I am using the Google Cloud Storage package for Python to copy a bunch of files from one bucket to another. Basic code is:
from google.cloud.storage.client import Client
def copy_bucket_content (client:Client, source_bucket_name, destination_bucket_name, source_dir):
source_bucket = client.get_bucket(source_bucket_name)
destination_bucket = client.get_bucket(destination_bucket_name)
blobs_to_copy = [blob for blob in source_bucket.list_blobs() if blob.name.startswith(source_dir)]
source_bucket.
for blob in blobs_to_copy:
print ("copying {blob}".format(blob=blob.name))
source_bucket.copy_blob(blob, destination_bucket, blob.name)

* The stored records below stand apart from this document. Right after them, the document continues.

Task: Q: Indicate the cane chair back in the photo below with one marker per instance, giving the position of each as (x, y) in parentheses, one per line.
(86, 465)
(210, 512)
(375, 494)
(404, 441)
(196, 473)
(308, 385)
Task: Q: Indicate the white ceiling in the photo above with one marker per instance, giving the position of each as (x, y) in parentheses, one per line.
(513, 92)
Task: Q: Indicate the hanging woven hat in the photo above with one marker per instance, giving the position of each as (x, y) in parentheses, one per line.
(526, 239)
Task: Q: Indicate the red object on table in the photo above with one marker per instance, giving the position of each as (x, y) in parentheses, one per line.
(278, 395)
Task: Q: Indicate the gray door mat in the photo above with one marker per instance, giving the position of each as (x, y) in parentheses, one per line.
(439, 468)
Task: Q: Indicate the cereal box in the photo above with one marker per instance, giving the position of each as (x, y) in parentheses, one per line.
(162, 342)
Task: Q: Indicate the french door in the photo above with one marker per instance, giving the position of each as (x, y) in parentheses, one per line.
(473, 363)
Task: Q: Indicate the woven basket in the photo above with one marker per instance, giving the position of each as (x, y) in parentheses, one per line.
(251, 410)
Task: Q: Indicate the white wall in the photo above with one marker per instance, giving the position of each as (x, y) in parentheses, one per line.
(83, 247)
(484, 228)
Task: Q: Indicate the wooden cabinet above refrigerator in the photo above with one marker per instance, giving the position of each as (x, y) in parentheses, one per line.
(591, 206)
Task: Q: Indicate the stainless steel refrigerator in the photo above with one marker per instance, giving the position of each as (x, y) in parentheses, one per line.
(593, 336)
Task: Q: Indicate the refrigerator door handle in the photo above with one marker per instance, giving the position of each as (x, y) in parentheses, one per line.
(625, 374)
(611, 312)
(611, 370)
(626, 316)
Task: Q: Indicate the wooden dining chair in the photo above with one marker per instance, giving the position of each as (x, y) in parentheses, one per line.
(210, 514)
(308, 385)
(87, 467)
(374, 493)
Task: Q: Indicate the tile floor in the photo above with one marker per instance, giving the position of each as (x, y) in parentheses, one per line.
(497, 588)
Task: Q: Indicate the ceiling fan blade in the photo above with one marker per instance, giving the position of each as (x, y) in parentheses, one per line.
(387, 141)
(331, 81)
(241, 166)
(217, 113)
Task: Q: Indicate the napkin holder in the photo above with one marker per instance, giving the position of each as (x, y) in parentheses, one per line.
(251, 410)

When I pass a source_dir that has many blobs in it the script fails at runtime with:
File "/Users/jamiet/.virtualenvs/hive-data-copy-biEl4iRK/lib/python3.6/site-packages/google/cloud/_http.py", line 293, in api_request
raise exceptions.from_http_response(response)
google.api_core.exceptions.InternalServerError: 500 POST https://www.googleapis.com/storage/v1/b/path/to/blob/copyTo/b/path/to/blob: Backend Error
This invariably occurs after transferring between 50 and 80 blobs (it doesn't fail at the same point each time).
I am assuming that I'm hitting some sort of API request limit. Would that be the case?
If so, how do I get around this? I suppose lifting the restriction would be one way but better would be able to issue just one call to the REST API rather than looping over all the blobs and copying them one at a time. I searched around the GCS python package but didn't find anything that might help.
I assume there's a better way of accomplishing this but I don't know what it is, can anyone help?